June 20, 2020

We examine the contents of our own beliefs and attitudes about money and finances to uproot ideas that feed fear and pessimism. This doesn't mean ignoring the facts or the numbers, but rather moving beyond the interpretations that we are rehearsing. We come to see our own history in the context of culture and commercialism, as well as our spirituality. If we want to be open solutions and a path of financial well-being, then it makes sense to maximize our strengths and let go of ideas and practices that do not support our intent. Again, we learn to control what we can control and not wring our hands in worry about what we cannot control.

Contrary to the idea that money is the focus of financial well-being, from a spiritual perspective, money is a man-made construct. Money is not part of the natural order of life. It is a man-made abstraction, an extension or tool to control what is a natural process: the exchange of goods and services between people. Ultimately this is an aspect of the life principles of exchange, circulation and reciprocity that operate on many levels of life: environmentally, physiologically, chemically, emotionally, the activity of communication--even the natural regulatory mechanisms between people and other forms of life.

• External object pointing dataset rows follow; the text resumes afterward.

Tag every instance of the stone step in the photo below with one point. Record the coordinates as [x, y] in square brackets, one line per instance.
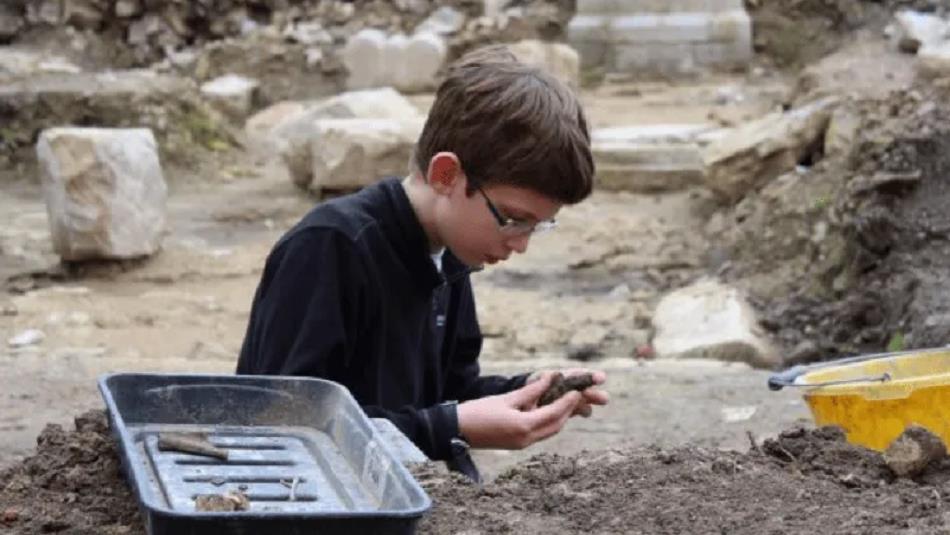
[650, 159]
[680, 27]
[647, 178]
[603, 7]
[665, 42]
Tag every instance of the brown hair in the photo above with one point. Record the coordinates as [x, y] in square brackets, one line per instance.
[512, 124]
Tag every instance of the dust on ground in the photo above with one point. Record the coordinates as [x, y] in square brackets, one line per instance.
[803, 481]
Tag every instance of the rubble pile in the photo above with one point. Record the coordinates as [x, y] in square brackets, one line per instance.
[153, 30]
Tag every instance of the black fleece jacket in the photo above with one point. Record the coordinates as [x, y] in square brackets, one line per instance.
[351, 294]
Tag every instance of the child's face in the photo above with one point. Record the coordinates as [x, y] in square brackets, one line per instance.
[476, 235]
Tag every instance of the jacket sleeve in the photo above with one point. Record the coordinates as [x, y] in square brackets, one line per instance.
[464, 381]
[306, 319]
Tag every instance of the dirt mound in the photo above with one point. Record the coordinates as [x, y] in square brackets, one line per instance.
[144, 32]
[803, 481]
[72, 484]
[795, 33]
[851, 255]
[891, 226]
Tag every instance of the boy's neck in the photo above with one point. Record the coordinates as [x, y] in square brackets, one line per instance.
[422, 200]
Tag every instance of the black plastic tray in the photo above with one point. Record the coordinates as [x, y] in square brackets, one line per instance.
[275, 429]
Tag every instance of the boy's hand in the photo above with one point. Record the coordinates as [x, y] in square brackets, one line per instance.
[512, 421]
[591, 396]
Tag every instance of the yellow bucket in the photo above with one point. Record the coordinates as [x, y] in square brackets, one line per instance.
[875, 397]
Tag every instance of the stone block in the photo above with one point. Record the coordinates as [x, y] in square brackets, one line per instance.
[762, 150]
[232, 94]
[353, 153]
[557, 59]
[105, 192]
[710, 320]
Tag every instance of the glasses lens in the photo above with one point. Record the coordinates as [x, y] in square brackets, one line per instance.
[522, 228]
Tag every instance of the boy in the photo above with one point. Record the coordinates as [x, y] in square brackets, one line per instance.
[372, 290]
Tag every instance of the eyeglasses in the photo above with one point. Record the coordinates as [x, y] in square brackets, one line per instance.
[515, 227]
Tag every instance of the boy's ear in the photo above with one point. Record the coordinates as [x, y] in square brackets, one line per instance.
[445, 172]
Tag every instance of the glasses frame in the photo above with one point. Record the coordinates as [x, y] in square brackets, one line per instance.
[514, 227]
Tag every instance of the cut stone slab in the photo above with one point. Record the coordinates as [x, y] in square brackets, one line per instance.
[443, 21]
[647, 168]
[913, 451]
[649, 159]
[934, 61]
[170, 106]
[105, 192]
[922, 29]
[295, 126]
[10, 23]
[762, 150]
[661, 36]
[557, 59]
[232, 94]
[363, 57]
[16, 62]
[375, 59]
[656, 133]
[349, 154]
[712, 321]
[842, 132]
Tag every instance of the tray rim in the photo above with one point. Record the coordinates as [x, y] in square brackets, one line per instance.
[135, 472]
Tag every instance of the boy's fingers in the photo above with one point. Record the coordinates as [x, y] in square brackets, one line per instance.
[529, 393]
[596, 397]
[560, 410]
[551, 418]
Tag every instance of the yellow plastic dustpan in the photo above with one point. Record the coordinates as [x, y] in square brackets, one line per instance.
[875, 397]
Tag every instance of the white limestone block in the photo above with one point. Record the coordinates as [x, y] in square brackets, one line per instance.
[105, 192]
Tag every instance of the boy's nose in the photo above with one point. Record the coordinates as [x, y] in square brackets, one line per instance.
[519, 244]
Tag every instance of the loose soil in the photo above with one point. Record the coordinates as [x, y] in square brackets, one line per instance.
[803, 481]
[886, 291]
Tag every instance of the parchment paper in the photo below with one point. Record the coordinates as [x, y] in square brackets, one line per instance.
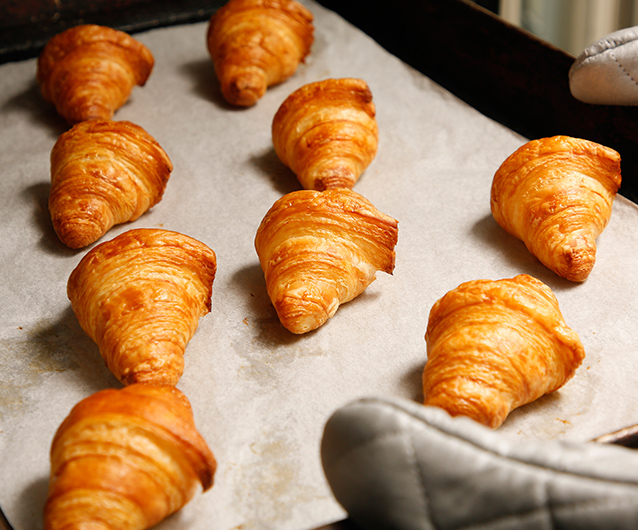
[261, 395]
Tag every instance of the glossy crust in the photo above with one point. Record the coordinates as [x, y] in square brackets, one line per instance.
[140, 297]
[322, 249]
[556, 194]
[326, 132]
[257, 43]
[103, 173]
[126, 459]
[89, 71]
[496, 345]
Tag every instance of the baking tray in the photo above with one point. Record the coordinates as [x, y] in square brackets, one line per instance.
[510, 86]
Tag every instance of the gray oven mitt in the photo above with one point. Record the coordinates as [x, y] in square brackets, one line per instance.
[606, 72]
[397, 464]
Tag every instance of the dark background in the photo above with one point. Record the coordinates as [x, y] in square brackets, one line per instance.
[504, 72]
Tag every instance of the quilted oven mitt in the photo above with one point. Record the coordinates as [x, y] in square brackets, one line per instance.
[398, 464]
[606, 72]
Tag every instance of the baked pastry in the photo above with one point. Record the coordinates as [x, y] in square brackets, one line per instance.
[496, 345]
[322, 249]
[257, 43]
[556, 194]
[326, 132]
[103, 173]
[126, 459]
[140, 296]
[89, 71]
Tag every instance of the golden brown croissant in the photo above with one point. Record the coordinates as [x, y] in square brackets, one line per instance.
[496, 345]
[326, 132]
[89, 71]
[257, 43]
[556, 194]
[103, 173]
[140, 297]
[126, 459]
[321, 249]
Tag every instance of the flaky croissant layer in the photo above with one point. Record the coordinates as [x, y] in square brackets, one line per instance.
[322, 249]
[327, 133]
[104, 173]
[556, 195]
[89, 71]
[257, 43]
[126, 459]
[494, 346]
[140, 297]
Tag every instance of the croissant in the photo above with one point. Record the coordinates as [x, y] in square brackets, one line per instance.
[326, 132]
[319, 250]
[126, 459]
[89, 71]
[257, 43]
[140, 297]
[103, 173]
[497, 345]
[556, 194]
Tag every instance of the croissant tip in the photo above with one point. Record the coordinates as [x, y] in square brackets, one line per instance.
[76, 233]
[245, 90]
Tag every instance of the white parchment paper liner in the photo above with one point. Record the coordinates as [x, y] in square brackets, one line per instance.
[261, 395]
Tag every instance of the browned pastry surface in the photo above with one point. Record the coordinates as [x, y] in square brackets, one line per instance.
[257, 43]
[103, 173]
[322, 249]
[140, 296]
[89, 71]
[556, 194]
[126, 459]
[326, 132]
[496, 345]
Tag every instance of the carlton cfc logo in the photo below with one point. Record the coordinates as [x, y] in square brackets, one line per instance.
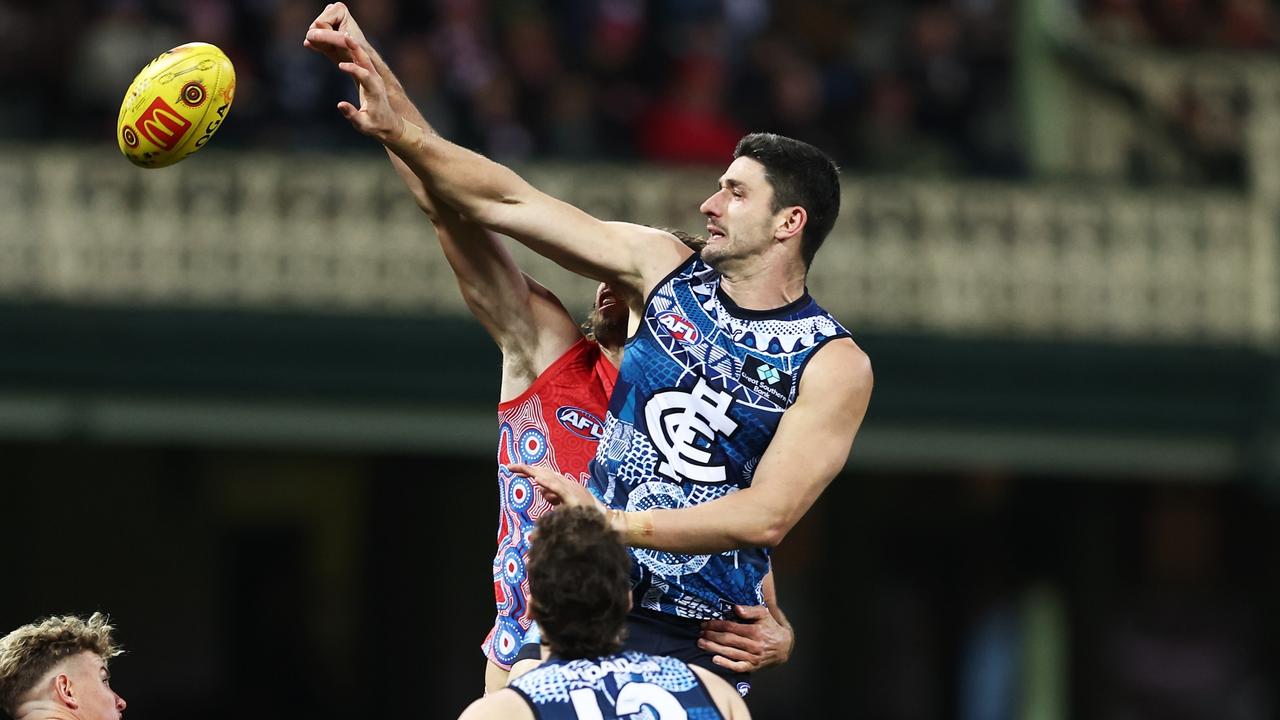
[580, 423]
[680, 328]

Money seems so real and fundamental, but actually it is an abstraction Early cultures lived by barter trade. At some point in ancient history, the market value of goods or services was standardized in the creation of money. Cash and coins had more of a concrete reality, but even then value often "floated". Now the construct of money is even more ephemeral; it is about numbers stored in accounts, managed through computer programs. It is no wonder that it continues to cause so much anxiety. Even if you still trade only in cash, there is no long-term social guarantee that cash is reliable.

Consider that a spiritual solution to financial difficulty may lay beyond the man-made level of money. That doesn't mean that resolution cannot come through money, it means that money is a tool. I am remembering a Zen quote, that is more about spiritual practice, not financial healing, but it's applicable here in spiritual practice during financial upheaval:

"To point at the moon a finger is needed, but woe to those who take the finger for the moon."